Prices for beef cattle are anticipated to drop, while production increases during the decade, the department said. “Robust demand and low feed costs allow nominal prices for hogs, broilers, turkeys, and eggs to increase after an initial drop in the beginning of the decade,” it added.
Prices for feed grains should see their lowest range during the 2017/18 marketing year, the department said. Marketing year 20118/19 likely will show the start of a gradual price increase.
“Despite price growth, prices are projected to remain lower than those seen over the past decade, leading to shifts in relative returns and accompanying changes in crop plantings,” the USDA said. “Shifts in acreage are expected – most notably from corn and, in the short run, wheat towards soybeans and sorghum, reflecting strong international demand for these commodities. These projections are the first in history where soybean acreage is expected to eclipse corn acreage.”
Feed crop demand and export
Despite an initial drop in planted acres, demand for US corn is projected to grow domestically and internationally through an increase in demand for feed, said the USDA.
“While falling corn production will characterize the first few years, increases are expected in the later years,” the department said. “Lower corn prices suggest higher feed and residual use, helping to fuel increasing meat production.”

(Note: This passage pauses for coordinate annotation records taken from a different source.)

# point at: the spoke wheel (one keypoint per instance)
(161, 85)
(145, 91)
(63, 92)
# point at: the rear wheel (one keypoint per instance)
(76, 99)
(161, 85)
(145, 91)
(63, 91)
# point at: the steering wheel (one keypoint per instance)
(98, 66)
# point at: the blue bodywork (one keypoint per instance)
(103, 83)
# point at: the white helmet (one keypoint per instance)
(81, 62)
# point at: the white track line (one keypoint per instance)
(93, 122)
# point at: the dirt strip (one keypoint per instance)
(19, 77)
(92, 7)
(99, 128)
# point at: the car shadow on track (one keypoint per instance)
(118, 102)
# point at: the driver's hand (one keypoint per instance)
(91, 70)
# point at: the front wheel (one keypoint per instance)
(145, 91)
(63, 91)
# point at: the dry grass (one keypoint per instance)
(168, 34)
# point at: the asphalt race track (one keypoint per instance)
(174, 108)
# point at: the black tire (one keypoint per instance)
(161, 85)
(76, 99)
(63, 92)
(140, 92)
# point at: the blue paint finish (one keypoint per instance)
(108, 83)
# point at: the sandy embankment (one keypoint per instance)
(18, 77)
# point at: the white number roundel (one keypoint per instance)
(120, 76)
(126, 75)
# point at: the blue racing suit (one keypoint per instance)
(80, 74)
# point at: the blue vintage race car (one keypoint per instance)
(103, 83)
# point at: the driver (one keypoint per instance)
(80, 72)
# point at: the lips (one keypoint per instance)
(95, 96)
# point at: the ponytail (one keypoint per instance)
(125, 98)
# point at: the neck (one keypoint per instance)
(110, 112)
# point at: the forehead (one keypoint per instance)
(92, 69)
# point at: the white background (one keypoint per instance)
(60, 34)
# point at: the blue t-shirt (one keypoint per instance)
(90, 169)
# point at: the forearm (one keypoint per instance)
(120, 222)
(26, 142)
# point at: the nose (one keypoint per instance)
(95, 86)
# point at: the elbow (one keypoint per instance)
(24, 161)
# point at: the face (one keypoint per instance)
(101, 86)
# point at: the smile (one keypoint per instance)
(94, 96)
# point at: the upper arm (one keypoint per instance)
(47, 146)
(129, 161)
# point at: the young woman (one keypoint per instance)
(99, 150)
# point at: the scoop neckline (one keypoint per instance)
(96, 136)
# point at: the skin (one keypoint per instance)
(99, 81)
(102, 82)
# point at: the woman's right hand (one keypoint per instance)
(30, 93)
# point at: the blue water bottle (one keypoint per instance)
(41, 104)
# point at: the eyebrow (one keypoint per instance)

An anticipated reduction in ethanol production should lead to a drop in the production of dried distillers grains, the department added. The limit in generation of that feed ingredient also may support interest in corn.
“The United States remains the world’s largest corn exporter over the projection period,” the USDA said. “Rising incomes, particularly in developing economies, translate to increasing demand for meat, bolstering demand for corn for feed. A projected slowly weakening US dollar will improve export prospects.”
The US, however, also is expected to see increased competition for the corn export market from Brazil, Argentina and Ukraine, said the department. US market share for corn may fall below 30% in the next 10 years.
Wheat production is anticipated to decline with the lowest plantings expected in 2018/19, the department said. Exports also are forecast to drop.
Soybeans, however, are anticipated to see an increase in price, plantings and demand, the department said. “For the first time, soybean plantings are expected to rise above corn, hovering around 91 to 92 million acres,” it added.
The demand growth includes a projected increase in crush, and sales of soybean meal, the department said. The uptick in feed use again is anticipated to be supported by the growth in livestock production.
“Strong global demand for soybeans – particularly in China – boosts US soybean trade over the projection period,” the department said. “While soybean exports are projected to rise, competition from South America – primarily Brazil, the world’s leading exporter – will lead to a reduced US share of global soybean trade.”
It is anticipated that soy-based feed ingredients like meal also will see export competition, the department said. Argentina is expected to capture more than 48% of the global market in the next 10 years.
Similarly, Brazil is forecast to increase its share of the export market until it covers almost 25%, the department said. “Despite modest increases in meal exports, the United States loses global share, dropping from just over 16 percent to 14 percent of the global market by the end of the decade,” it added.